LOS ANGELES - An alarming new statistic shines a glaring light on the increasingly Black and female faces of HIV in New York City. According to the Department of Health and Mental Hygiene (pdf), a staggering 93.4 percent of all new HIV cases reported among NYC women in the first half of 2009 were Black and Latina women, with sistas, who make up more than 66 percent of new infections, beating Latinas two to one. The overall rate of new cases for both groups is up nearly two percentage points from 2008.
While the statistic, displayed prominently on billboards throughout the city, may startle the average pedestrian, it doesn't surprise Marjorie Hill, Ph.D., CEO of the non-profit AIDS service organization Gay Men's Health Crisis--which, despite the name, boasts a 25 percent female clientele, many of whom are Black and heterosexual.
"I am upset by this finding, but it is certainly not shocking," says Dr. Hill, who is Black. "The government has not done an effective-enough job in recognizing that if people are able to receive support in making healthier decisions in their relationships and have economic independence, then they are more likely to be able to negotiate safer sex, thus preventing HIV," she says. "Black women earn less money than [any other group]. They bear a disproportionately greater responsibility when it comes to caring for children and elders. Plus, other STDs among Black women are at their highest levels ever. So when you look at all the variables--financial, social and psychological factors that would contribute to a greater HIV risk--those indicators among Black women are very high."
And, Dr. Hill says, when you consider that many Black women at the highest risk--those between the ages of 30 and 39--are looking to get married and have kids but are often dealing with men who have multiple sex partners or criminal records, the problem gets even worse.
C. Virginia Fields, former Manhattan borough president and now CEO of the National Black Leadership Commission on AIDS (NBLCA), says it's time that Black women got angry about the skyrocketing figures and petitioned the city to better fund and develop specific prevention and outreach methods targeting them.
"There needs to be a clear marketing plan aimed at black women," Fields says, "and it should be done at a geographical, age-appropriate and economic level so that every Black woman can see herself and know she's at risk."
Fields points out that the funding problem doesn't start with the city; it starts at the federal level. "In the latest federal budget, the only new initiative recommended for an increase in funding is for an MSM program," she says. "I applaud and support it, but when are we going to provide programs to combat the increases that are occurring among Black women?"
In November 2009, the NBLCA held a Black women's summit on AIDS that brought together leaders ranging from the Pan-Hellenic Council to the National Council of Negro Women to devise a countrywide plan of action--but the AIDS commission's leader says that more Black women still need to be in a position to affect public policy. "We are not at the table," says Fields. "Outside of people like Congresswoman Maxine Waters, who lives in California, there are not enough of us at the policy level to advocate on our behalf."
For its part, the city of New York admits it has work to do. "Public health is difficult," says Monica Sweeney, M.D., M.P.H., assistant commissioner of the Bureau of HIV/AIDS Prevention and Control at the city's health department. "Mostly, you find out when things don't work.

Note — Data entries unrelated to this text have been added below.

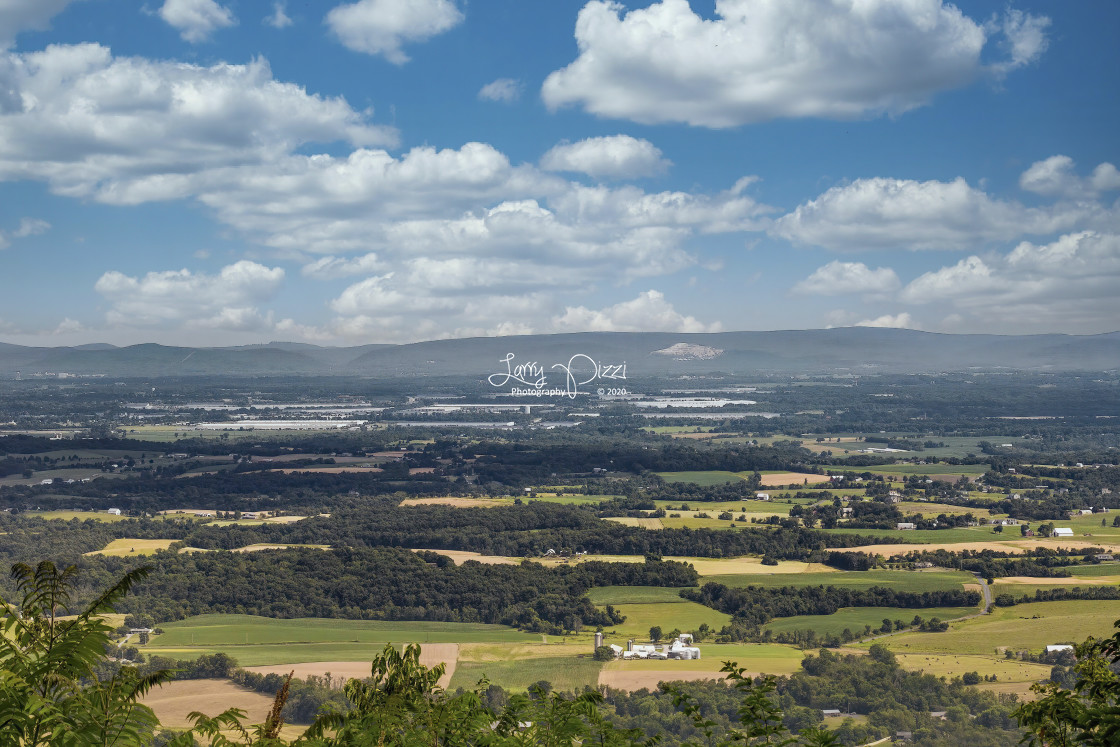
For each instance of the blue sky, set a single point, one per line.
(231, 171)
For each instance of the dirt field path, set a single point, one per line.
(430, 655)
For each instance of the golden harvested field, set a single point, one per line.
(127, 547)
(633, 521)
(335, 469)
(255, 548)
(456, 502)
(1083, 580)
(798, 479)
(430, 655)
(1008, 545)
(175, 700)
(752, 566)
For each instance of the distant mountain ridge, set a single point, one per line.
(855, 349)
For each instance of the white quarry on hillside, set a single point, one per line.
(690, 352)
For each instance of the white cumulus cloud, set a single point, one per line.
(18, 16)
(1069, 283)
(504, 89)
(226, 300)
(898, 321)
(380, 27)
(618, 156)
(335, 267)
(880, 213)
(839, 277)
(650, 311)
(765, 59)
(196, 19)
(128, 130)
(1055, 177)
(279, 17)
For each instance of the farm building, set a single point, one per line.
(680, 647)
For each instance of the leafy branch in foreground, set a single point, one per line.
(49, 690)
(50, 694)
(1086, 715)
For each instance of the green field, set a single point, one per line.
(671, 613)
(903, 580)
(563, 673)
(131, 548)
(259, 641)
(917, 469)
(932, 535)
(634, 595)
(1102, 569)
(81, 515)
(705, 478)
(757, 657)
(1030, 626)
(855, 618)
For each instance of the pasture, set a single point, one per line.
(950, 665)
(563, 672)
(81, 515)
(1030, 626)
(131, 548)
(260, 641)
(756, 657)
(174, 701)
(917, 581)
(663, 610)
(856, 618)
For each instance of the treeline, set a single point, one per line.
(1058, 595)
(1044, 562)
(892, 698)
(754, 606)
(382, 584)
(528, 530)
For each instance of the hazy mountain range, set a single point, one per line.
(856, 349)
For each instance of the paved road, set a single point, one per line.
(987, 593)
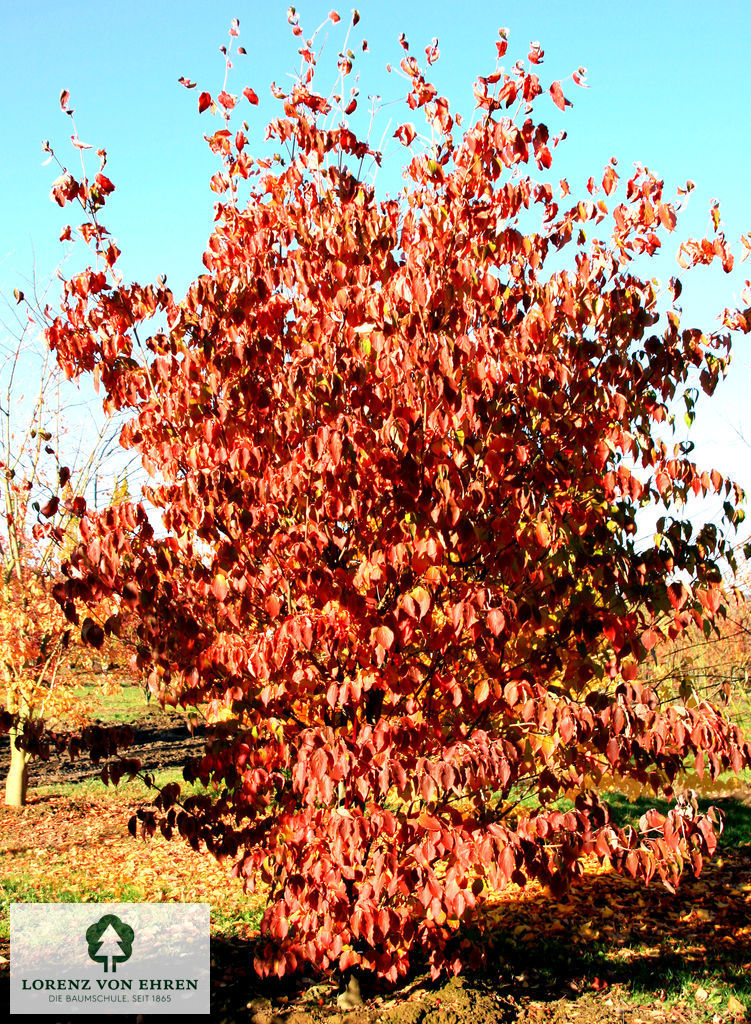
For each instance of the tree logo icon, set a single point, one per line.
(110, 939)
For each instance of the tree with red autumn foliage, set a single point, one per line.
(399, 446)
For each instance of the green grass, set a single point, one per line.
(134, 791)
(737, 828)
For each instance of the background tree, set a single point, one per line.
(399, 446)
(43, 664)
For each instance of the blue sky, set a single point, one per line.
(669, 87)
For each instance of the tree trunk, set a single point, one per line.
(17, 780)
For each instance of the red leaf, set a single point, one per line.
(383, 636)
(496, 621)
(219, 587)
(650, 638)
(405, 133)
(91, 633)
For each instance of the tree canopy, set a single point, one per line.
(399, 446)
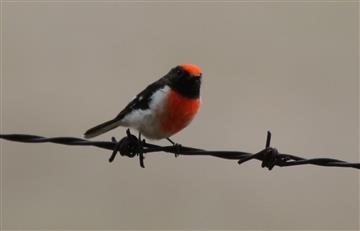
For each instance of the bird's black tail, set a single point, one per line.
(102, 128)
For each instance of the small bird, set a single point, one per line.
(163, 108)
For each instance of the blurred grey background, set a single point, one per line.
(288, 67)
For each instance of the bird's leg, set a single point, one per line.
(141, 151)
(176, 145)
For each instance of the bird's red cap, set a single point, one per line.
(191, 69)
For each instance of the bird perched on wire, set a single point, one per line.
(163, 108)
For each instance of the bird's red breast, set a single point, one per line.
(178, 112)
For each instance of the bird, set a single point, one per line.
(163, 108)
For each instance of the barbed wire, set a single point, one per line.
(131, 146)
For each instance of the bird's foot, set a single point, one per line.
(176, 146)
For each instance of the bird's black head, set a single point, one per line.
(186, 80)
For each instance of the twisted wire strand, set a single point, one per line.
(130, 146)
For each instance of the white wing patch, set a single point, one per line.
(145, 121)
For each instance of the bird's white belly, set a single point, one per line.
(147, 121)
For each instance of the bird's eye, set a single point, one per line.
(179, 71)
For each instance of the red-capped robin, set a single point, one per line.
(163, 108)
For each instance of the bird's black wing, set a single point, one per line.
(142, 100)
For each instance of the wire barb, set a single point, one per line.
(132, 146)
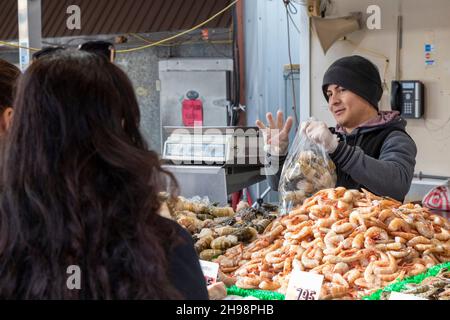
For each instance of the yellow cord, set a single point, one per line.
(181, 43)
(17, 46)
(179, 34)
(152, 44)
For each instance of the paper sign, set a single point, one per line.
(304, 286)
(404, 296)
(210, 271)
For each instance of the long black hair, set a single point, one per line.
(79, 187)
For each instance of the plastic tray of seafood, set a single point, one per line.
(215, 229)
(360, 242)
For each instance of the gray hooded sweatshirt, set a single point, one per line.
(388, 175)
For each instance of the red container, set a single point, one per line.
(192, 112)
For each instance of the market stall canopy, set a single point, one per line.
(118, 16)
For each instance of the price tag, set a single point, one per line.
(304, 286)
(210, 271)
(404, 296)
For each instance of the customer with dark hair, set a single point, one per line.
(102, 48)
(9, 74)
(79, 187)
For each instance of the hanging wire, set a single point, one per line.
(157, 43)
(294, 107)
(181, 33)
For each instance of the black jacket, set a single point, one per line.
(185, 271)
(379, 158)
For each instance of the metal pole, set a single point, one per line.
(30, 29)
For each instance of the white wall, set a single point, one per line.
(423, 22)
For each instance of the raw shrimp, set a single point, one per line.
(398, 224)
(352, 275)
(341, 268)
(389, 269)
(358, 241)
(342, 226)
(425, 229)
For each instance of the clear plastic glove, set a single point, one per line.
(318, 132)
(276, 134)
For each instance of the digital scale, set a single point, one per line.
(214, 161)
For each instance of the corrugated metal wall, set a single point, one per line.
(118, 16)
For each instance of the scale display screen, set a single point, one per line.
(195, 150)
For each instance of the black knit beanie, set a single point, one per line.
(356, 74)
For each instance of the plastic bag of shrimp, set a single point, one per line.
(307, 170)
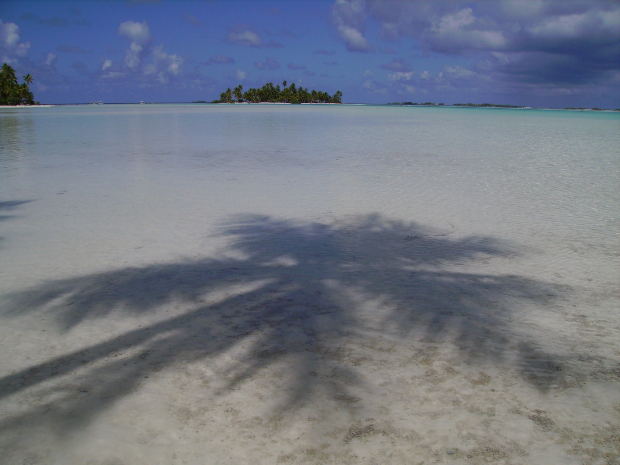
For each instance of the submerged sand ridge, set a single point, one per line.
(191, 285)
(312, 343)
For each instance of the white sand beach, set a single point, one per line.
(309, 285)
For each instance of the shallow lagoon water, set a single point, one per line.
(120, 217)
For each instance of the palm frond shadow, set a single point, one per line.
(292, 291)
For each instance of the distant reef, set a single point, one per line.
(473, 105)
(11, 91)
(271, 93)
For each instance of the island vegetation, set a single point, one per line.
(11, 91)
(486, 105)
(270, 93)
(474, 105)
(423, 104)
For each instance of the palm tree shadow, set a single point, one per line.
(292, 292)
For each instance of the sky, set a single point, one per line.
(545, 53)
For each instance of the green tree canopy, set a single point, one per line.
(11, 91)
(276, 94)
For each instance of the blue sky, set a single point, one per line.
(529, 52)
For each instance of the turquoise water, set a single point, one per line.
(188, 281)
(105, 181)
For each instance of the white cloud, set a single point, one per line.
(245, 37)
(348, 16)
(140, 36)
(113, 75)
(458, 30)
(142, 57)
(50, 59)
(134, 31)
(401, 76)
(10, 46)
(459, 71)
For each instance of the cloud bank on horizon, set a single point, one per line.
(538, 52)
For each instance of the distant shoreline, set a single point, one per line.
(28, 106)
(474, 106)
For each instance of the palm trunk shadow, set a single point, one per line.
(307, 288)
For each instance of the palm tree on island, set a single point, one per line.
(11, 91)
(276, 94)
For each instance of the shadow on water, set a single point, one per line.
(290, 291)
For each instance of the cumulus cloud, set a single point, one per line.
(142, 57)
(10, 45)
(267, 64)
(50, 59)
(220, 60)
(562, 43)
(245, 37)
(396, 65)
(348, 17)
(249, 38)
(401, 76)
(462, 30)
(135, 31)
(139, 35)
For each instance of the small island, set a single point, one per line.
(11, 91)
(269, 93)
(486, 105)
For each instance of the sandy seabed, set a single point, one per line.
(147, 318)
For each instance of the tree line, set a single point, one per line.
(11, 91)
(285, 94)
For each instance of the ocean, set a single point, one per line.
(395, 269)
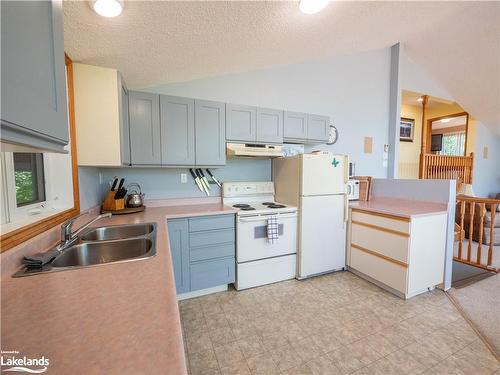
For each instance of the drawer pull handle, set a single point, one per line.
(382, 229)
(378, 255)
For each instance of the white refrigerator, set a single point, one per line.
(316, 184)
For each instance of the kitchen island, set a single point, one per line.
(399, 244)
(118, 318)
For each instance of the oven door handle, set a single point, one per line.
(264, 217)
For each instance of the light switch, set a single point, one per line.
(368, 145)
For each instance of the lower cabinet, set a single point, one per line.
(405, 254)
(203, 251)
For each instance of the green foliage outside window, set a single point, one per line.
(24, 187)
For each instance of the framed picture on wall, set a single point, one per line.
(406, 128)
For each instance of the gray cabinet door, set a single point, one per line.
(295, 127)
(212, 273)
(124, 122)
(241, 123)
(318, 128)
(269, 125)
(179, 251)
(144, 110)
(33, 84)
(177, 130)
(210, 139)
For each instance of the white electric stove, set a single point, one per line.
(258, 260)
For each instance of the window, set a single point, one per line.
(454, 144)
(29, 178)
(34, 186)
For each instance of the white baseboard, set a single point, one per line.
(202, 292)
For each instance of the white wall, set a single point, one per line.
(414, 78)
(486, 178)
(88, 180)
(353, 90)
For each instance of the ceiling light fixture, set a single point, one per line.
(312, 6)
(108, 8)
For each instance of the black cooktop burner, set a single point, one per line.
(241, 205)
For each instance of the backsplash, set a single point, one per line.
(161, 183)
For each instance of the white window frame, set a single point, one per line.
(58, 194)
(15, 212)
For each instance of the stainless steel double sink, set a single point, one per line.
(103, 245)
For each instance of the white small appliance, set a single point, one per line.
(316, 184)
(260, 261)
(353, 190)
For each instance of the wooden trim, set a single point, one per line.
(387, 216)
(378, 255)
(18, 236)
(487, 268)
(381, 229)
(427, 132)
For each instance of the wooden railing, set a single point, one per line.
(447, 167)
(476, 241)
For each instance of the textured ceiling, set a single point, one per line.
(157, 42)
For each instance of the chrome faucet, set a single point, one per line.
(67, 234)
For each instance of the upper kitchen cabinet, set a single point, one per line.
(145, 142)
(101, 108)
(34, 100)
(210, 135)
(306, 128)
(241, 123)
(269, 125)
(177, 131)
(295, 128)
(252, 124)
(318, 128)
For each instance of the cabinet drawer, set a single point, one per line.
(395, 246)
(211, 252)
(200, 239)
(393, 223)
(211, 222)
(391, 274)
(212, 273)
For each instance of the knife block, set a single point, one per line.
(112, 204)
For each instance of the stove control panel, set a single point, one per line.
(242, 189)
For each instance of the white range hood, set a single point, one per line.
(253, 150)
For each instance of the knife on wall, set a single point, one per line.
(204, 179)
(118, 190)
(196, 179)
(115, 181)
(202, 182)
(213, 178)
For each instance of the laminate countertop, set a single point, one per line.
(405, 208)
(113, 319)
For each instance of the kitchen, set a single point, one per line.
(189, 301)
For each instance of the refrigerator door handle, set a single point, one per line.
(346, 210)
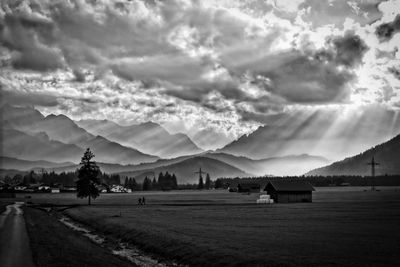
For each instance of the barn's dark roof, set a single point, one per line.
(282, 186)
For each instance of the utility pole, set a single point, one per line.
(373, 164)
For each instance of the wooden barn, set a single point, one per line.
(289, 191)
(248, 188)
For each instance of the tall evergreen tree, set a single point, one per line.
(174, 182)
(218, 183)
(88, 177)
(146, 184)
(207, 184)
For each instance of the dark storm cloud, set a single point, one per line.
(27, 98)
(387, 30)
(29, 52)
(395, 71)
(321, 13)
(311, 76)
(349, 49)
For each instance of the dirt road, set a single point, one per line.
(14, 241)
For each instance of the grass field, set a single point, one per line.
(343, 227)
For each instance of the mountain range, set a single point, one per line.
(216, 164)
(31, 140)
(148, 137)
(325, 134)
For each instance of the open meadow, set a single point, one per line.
(342, 227)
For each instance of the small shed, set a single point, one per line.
(248, 188)
(289, 191)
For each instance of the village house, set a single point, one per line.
(289, 191)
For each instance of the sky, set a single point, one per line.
(214, 70)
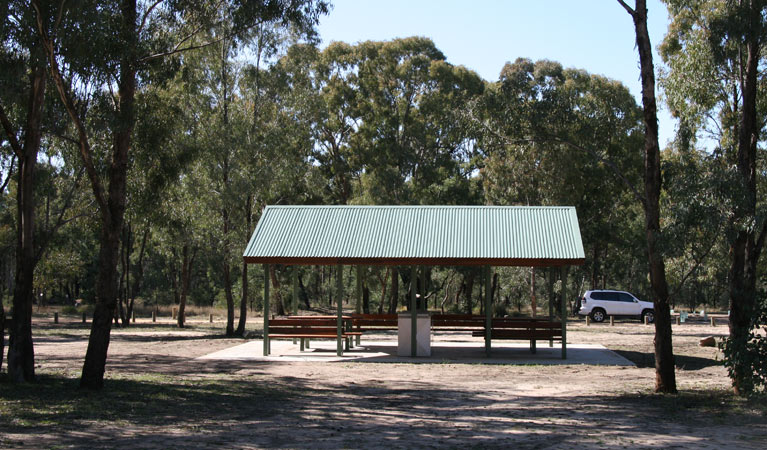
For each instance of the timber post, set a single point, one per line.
(488, 311)
(551, 303)
(339, 310)
(563, 312)
(294, 286)
(266, 309)
(358, 305)
(413, 312)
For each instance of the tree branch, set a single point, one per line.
(66, 98)
(628, 9)
(147, 13)
(697, 264)
(60, 221)
(591, 152)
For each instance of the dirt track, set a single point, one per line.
(364, 405)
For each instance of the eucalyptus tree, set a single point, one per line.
(139, 39)
(411, 137)
(665, 377)
(30, 124)
(562, 136)
(23, 92)
(714, 50)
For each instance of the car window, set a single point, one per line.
(626, 297)
(605, 296)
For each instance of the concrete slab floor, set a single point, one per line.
(441, 352)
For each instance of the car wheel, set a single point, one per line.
(648, 315)
(598, 315)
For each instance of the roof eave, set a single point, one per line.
(331, 261)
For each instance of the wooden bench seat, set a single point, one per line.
(306, 328)
(372, 322)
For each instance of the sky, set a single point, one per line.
(482, 35)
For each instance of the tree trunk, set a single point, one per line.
(186, 274)
(112, 217)
(746, 248)
(394, 294)
(2, 333)
(665, 378)
(139, 272)
(21, 357)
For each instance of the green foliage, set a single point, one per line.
(750, 353)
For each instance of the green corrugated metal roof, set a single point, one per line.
(433, 235)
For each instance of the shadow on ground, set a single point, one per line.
(253, 410)
(644, 360)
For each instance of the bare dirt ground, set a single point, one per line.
(158, 396)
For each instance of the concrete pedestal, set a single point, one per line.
(423, 334)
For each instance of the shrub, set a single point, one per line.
(750, 355)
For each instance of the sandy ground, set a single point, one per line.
(394, 405)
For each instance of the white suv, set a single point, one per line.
(603, 303)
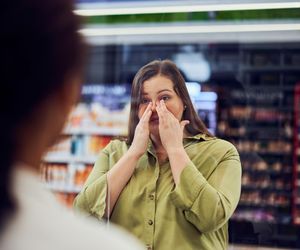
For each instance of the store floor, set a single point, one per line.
(245, 247)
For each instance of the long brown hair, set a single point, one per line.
(168, 69)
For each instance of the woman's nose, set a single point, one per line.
(153, 108)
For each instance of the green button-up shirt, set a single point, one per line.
(192, 215)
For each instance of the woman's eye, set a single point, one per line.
(145, 101)
(165, 98)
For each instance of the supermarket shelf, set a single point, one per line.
(260, 205)
(271, 68)
(61, 158)
(111, 131)
(109, 8)
(180, 32)
(63, 188)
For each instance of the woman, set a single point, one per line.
(172, 184)
(42, 57)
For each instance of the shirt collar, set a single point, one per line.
(186, 141)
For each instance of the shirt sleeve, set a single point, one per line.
(92, 198)
(209, 203)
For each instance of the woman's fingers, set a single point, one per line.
(160, 114)
(147, 114)
(184, 123)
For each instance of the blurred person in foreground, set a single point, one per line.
(42, 59)
(172, 184)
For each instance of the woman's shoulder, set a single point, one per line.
(116, 144)
(217, 144)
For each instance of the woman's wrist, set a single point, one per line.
(134, 153)
(175, 151)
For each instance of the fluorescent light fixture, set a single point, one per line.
(129, 8)
(188, 29)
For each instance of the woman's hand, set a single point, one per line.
(170, 129)
(141, 134)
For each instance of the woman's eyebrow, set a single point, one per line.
(164, 90)
(168, 90)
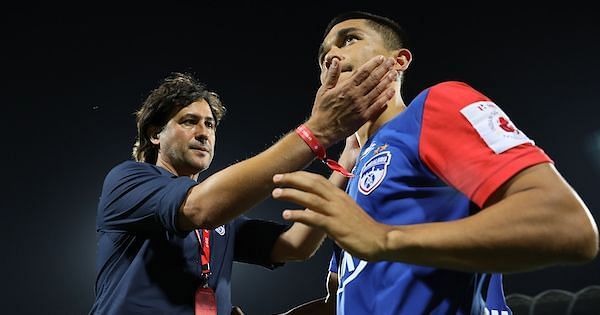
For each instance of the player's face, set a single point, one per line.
(187, 141)
(353, 43)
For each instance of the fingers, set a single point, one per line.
(333, 74)
(365, 70)
(309, 218)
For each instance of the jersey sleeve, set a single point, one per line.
(254, 240)
(137, 197)
(470, 143)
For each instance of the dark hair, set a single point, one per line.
(392, 33)
(175, 92)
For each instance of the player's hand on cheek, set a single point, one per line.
(332, 210)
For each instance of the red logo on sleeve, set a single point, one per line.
(506, 125)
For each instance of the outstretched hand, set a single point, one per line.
(332, 210)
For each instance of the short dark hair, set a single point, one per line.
(392, 33)
(175, 92)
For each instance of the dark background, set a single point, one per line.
(71, 82)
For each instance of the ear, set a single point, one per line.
(153, 134)
(403, 59)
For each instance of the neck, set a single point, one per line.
(394, 107)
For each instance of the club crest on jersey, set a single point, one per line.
(373, 172)
(220, 230)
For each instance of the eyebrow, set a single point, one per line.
(194, 116)
(341, 33)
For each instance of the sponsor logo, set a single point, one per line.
(494, 126)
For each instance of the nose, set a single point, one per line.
(332, 54)
(201, 134)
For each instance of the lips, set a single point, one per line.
(203, 149)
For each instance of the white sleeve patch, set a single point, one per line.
(494, 126)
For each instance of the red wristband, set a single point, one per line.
(319, 150)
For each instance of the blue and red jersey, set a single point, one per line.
(439, 160)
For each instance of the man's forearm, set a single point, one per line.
(230, 192)
(301, 241)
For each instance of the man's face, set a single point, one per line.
(187, 141)
(353, 42)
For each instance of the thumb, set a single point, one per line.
(333, 74)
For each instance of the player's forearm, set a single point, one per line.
(301, 241)
(516, 234)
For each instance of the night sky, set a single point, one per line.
(72, 81)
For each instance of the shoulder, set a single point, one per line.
(452, 96)
(456, 90)
(131, 171)
(130, 167)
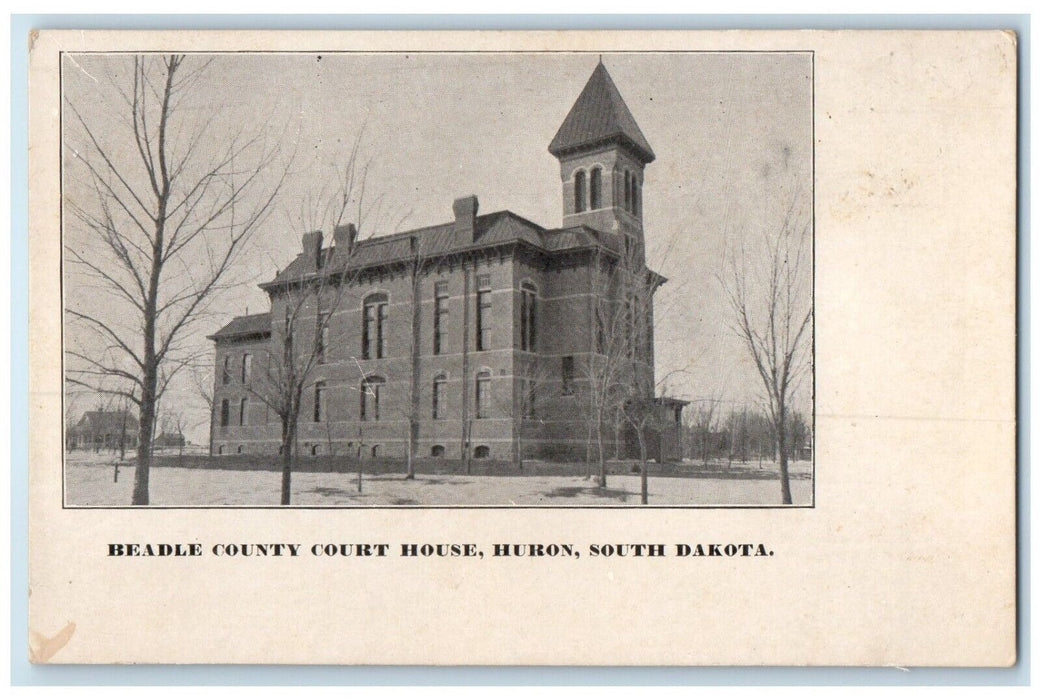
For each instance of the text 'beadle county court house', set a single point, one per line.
(484, 328)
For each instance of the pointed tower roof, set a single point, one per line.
(600, 116)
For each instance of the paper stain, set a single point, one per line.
(43, 648)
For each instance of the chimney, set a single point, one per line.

But it's hard to say how many more HIV cases there would be if we weren't doing what we are."
Still, Dr. Sweeney says, the city is aggressively seeking new and innovative ways of reaching out to Black women in its anti-AIDS campaign--from having volunteers hand out almost one million female condoms at bus stops and subway stations to sending out mass text messages on Friday nights, reminding women not to leave their condoms at home. "We maintain a Facebook page for a special 'NYC Condom' where people can write in and give each other advice and support around protecting themselves," she says. "We have more than 13,000 fans so far."
And, the city--which boasts that it has no AIDS Drugs Assistance Programs waiting list, as many other jurisdictions do--has recently embarked on an ambitious mission to find out-of-the-loop infected residents and bring them back into care. "We've hired 28 agencies to find people who had previously been treated for HIV but who are now out of care to bring them back into the fold," Dr. Sweeney says. "These agencies will be doing this for at least the next three years."
But perhaps most important, the city is contemplating mandatory testing for everyone who visits a New York City hospital or clinic. "Our position is that every person needs to get tested at least once a year, so the thought is to make HIV testing a part of routine care," says Dr. Sweeney. "We'd like New Yorkers to be tested in emergency rooms, doctors' offices, during in-patient care, in every hospital, whether public or private. Anything that will help them know their status."
Tomika Anderson is a freelance writer based in Brooklyn, N.Y. Her work has appeared in Essence, POZ, Real Health and Ebony magazines, among others.